Menurut Muhammad Quthb dalam Manhaj Tarbiyah Islamiyah, pendidikan adalah ’Seni Membentuk Manusia(fannu tasykiilil insaan). Untuk membentuk manusia maka ada dimensi-dimensi yang harus selalu dibentuk yaitu akal, hati dan badan, dengan kata lain pendidikan adalah bagaimana membentuk semua elemen yang menjadi ciri kehidupan seorang manusia kemudian berusaha mengaktualisasikan. Aktualisasi itu sendiri merupakan proses dari pendidikan.
Di negeri ini sudah sangat banyak orang yang pintar secara intelektual namun ternyata yang terbentuk hanya pada dimensi akal saja.
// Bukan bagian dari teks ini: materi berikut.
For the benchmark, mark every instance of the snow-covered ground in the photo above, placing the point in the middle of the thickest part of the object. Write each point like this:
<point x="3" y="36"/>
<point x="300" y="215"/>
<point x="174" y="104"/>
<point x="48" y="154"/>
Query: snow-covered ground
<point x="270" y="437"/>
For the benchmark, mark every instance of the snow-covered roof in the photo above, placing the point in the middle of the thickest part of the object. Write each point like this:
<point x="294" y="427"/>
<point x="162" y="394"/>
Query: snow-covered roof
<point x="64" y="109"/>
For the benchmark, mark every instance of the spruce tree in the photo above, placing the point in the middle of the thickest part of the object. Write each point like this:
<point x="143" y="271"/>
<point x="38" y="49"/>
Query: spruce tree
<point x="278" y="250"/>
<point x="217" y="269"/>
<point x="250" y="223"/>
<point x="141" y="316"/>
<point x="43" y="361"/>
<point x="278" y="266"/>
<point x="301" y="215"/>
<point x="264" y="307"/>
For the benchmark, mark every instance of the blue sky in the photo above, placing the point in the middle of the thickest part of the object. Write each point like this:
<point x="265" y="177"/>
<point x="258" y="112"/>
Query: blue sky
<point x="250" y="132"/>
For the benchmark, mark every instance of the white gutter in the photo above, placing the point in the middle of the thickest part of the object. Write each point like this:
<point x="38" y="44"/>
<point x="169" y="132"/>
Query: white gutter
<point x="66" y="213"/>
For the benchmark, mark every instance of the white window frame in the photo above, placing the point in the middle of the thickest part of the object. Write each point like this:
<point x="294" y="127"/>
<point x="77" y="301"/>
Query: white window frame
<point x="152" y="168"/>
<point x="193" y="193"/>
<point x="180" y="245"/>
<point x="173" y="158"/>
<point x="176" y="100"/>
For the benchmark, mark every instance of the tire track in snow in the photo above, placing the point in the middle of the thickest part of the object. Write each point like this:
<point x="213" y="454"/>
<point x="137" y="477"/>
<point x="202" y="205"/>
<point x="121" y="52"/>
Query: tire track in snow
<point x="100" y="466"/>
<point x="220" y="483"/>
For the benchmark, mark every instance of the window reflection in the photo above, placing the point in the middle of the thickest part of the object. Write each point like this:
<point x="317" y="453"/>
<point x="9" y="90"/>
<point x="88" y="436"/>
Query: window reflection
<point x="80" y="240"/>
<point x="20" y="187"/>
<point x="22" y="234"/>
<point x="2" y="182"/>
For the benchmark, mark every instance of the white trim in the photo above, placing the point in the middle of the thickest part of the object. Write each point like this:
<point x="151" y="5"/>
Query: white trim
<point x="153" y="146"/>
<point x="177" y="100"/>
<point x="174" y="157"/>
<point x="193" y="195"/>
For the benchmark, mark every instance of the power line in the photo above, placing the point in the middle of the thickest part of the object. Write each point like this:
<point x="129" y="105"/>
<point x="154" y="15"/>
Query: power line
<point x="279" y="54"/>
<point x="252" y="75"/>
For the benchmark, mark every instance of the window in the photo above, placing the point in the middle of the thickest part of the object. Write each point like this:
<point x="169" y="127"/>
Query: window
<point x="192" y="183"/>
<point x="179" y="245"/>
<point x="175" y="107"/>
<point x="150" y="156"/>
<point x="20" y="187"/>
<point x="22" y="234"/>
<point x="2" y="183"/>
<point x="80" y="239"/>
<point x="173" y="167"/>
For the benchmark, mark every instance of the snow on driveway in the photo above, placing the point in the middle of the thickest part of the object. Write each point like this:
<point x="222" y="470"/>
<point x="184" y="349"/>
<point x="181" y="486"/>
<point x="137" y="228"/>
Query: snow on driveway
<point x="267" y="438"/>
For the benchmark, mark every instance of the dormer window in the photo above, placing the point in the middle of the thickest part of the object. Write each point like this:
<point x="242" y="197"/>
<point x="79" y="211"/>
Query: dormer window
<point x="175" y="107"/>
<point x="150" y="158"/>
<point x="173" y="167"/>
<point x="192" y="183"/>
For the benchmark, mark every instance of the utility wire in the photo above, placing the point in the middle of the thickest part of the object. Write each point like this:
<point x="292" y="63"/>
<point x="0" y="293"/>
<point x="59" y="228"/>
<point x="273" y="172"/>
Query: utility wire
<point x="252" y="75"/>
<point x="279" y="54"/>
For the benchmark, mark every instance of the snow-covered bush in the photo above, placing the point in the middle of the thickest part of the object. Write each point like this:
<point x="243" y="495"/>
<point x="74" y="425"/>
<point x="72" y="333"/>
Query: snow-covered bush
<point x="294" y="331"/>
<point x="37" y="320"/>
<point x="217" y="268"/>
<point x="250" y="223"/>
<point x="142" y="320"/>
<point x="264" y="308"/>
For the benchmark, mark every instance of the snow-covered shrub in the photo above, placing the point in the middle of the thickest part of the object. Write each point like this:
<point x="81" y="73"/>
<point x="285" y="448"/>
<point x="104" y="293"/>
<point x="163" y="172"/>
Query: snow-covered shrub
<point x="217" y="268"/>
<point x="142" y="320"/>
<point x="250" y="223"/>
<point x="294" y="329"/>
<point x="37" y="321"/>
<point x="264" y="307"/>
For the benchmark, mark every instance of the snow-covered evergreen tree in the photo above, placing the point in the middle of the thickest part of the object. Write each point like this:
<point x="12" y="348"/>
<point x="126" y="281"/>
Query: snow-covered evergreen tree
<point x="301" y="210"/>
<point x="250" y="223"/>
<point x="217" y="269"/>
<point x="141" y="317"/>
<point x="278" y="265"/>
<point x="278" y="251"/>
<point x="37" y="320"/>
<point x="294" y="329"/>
Ia tetap bebal seperti halnya Bani Israil yang tetap bebal walaupun Allah telah menunjukkan berbagai kekuasaannya dan menjanjikan kemenangan kepada mereka. Mereka telah mengatakan sebuah hal yang sangat fatal ”pergilah engkau (Musa) berperang bersama Tuhanmu (Allah),” sehingga mereka pun dihukum tersesat pada sebuah padang selama empat puluh tahun. Selama dalam masa hukuman Allah masih tidak menyia-nyiakan mereka, Allah masih sangat bermurah hati dengan menaungi mereka dengan awan sehingga mereka tidak kepanasan, diberi makanan langit ”manna dan salwa”. Namun karena kebebalan mereka masih saja protes, ”wahai Musa, mana mungkin kami bisa hidup dengan makanan yang hanya satu tipe tanpa variasi, cobalah mintakan kepada Tuhanmu jenis makanan yang lain dari buah-buahan dan sayuran yang tumbuh dari bumi.”
Belajar dari kebebalan-kebebalan di atas, maka kita diharapkan untuk tidak ikut menjadi makhluk yang bebal. Sama seperti Hudzaifah bin Yaman yang bertanya bayak hal tentang keburukan kepada Rasulullah bukan untuk berbuat keburukan tapi untuk menghindarinya. Belajar dari sumber inspirasi kita Al-Qur’an, Sunnah Rasulullah, Sirah Rasulullah dan Sahabat serta orang –orang shaleh sungguh tidak akan pernah habis. Mereka para pembelajar cerdas, cepat dan ikhlas sepanjang masa.